For 38 years, Jim Simone patrolled Cleveland's Second Police District, a drug-plagued area with one of the highest violent crime rates in the nation. Called "Supercop" by the media (a nickname he dislikes), Simone generated headlines and public interest on a scale not seen since Eliot Ness searched for Cleveland's Torso Murderer in the 1930s.
Simone worked primarily in traffic enforcement - the riskiest assignment for a cop - and never shied from danger. He was stabbed, clubbed, run over, and shot. He traded gunfire a dozen times, killing five people in the line of duty. All of his shootings were ruled justifiable. Driven by a ferocious work ethic, Simone's arrest rates were 500 to 600 percent higher than the department average. Despite Simone's numerous shoot-outs, he is an advocate of police restraint. In Badge 387, author Rob Sberna describes how Simone and other law enforcement experts analyze the dynamics of deadly force encounters, including the Tamir Rice and Michael Brown shootings, and discusses how similar situations can be resolved non-lethally. Clearly, this is a timely exploration of an issue featured regularly in today's headlines.

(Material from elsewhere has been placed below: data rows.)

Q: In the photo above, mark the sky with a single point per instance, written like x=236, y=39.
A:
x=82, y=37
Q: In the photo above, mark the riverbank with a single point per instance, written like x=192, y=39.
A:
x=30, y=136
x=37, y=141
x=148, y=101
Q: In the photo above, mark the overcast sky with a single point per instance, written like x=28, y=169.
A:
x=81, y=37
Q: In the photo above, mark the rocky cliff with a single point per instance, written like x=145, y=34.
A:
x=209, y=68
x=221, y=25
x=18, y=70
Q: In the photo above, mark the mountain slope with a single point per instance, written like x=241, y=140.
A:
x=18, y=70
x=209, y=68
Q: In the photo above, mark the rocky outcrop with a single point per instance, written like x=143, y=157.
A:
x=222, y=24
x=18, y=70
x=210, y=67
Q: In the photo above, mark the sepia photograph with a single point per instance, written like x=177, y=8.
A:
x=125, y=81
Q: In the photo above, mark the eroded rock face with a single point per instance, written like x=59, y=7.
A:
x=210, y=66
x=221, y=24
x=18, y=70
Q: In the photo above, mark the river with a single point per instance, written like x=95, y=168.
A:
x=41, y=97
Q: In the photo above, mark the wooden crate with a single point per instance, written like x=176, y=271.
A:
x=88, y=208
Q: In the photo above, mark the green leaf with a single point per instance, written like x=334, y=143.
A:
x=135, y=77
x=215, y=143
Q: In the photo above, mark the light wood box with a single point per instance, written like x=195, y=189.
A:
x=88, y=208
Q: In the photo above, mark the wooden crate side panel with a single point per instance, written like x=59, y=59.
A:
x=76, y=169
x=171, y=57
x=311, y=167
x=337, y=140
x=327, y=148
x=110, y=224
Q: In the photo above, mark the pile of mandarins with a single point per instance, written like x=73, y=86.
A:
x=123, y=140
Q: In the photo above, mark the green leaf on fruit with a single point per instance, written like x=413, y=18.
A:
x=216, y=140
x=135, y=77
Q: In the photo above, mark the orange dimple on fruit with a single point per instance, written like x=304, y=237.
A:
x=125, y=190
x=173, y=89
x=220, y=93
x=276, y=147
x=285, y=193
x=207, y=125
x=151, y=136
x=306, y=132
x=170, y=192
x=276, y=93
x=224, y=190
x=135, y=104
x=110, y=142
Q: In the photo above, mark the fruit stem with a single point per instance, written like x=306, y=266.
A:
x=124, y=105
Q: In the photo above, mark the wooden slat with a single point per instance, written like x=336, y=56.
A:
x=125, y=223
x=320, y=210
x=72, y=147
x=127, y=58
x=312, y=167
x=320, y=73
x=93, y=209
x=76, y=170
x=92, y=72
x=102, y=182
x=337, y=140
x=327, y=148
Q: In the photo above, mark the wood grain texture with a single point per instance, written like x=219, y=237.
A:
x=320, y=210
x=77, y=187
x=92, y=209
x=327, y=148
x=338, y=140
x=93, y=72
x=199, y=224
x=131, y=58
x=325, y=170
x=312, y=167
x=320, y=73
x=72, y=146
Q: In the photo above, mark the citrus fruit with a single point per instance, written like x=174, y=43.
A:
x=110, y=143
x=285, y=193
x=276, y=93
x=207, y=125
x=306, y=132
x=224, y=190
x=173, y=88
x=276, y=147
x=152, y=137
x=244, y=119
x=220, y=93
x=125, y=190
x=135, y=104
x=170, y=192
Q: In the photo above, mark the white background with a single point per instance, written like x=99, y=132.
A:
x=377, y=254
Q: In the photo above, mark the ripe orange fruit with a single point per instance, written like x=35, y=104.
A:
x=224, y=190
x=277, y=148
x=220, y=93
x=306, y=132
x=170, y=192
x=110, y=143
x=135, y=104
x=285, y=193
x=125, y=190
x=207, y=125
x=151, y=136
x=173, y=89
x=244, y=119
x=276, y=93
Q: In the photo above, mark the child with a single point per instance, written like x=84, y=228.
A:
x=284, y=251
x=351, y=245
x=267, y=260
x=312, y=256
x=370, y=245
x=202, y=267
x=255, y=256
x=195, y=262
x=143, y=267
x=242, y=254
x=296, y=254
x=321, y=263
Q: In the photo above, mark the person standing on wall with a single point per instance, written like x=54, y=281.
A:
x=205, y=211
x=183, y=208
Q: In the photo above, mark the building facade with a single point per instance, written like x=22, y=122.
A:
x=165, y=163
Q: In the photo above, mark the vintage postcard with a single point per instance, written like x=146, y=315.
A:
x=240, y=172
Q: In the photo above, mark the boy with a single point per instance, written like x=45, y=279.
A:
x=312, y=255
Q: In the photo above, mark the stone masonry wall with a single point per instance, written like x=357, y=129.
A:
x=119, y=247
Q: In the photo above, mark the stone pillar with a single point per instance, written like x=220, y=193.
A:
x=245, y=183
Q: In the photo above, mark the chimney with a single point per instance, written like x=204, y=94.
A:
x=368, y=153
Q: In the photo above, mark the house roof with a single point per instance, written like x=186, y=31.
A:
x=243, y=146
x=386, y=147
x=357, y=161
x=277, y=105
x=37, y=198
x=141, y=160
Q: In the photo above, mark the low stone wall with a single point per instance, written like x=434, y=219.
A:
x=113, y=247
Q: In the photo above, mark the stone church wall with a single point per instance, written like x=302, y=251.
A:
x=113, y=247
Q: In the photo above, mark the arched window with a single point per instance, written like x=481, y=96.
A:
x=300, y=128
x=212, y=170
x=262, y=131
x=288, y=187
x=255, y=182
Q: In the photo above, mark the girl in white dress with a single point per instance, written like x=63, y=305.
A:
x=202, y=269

Badge 387 recounts the brave exploits that earned Simone more than 120 awards. In 1980, he charged into a burning house to search for trapped children. In 1983, while searching a church basement for a gunman, he was shot in the face. Although seriously wounded, he managed to shoot his assailant, saving himself and two other officers. And in January 2009, he plunged into a frigid river to save a woman in danger. Simone was Cleveland's Patrolman of the Year in 1980 and 2009, the only officer in the city's history to receive the award twice.
Readers will learn that Simone's sense of duty was forged early. He once planned to attend college and become a history teacher, but his father urged him to enlist in the Army. Sent to Vietnam as a member of the 101st Airborne Division, Simone earned a bronze star for running through enemy fire to neutralize a machine gun. Several months later, during a firefight, a grenade blast tore an artery in his neck. He plugged the spurting blood with his finger until he could be evacuated.
Badge 387 will appeal to anyone interested in law enforcement, criminal justice, military history, the Vietnam War, and inspirational biography.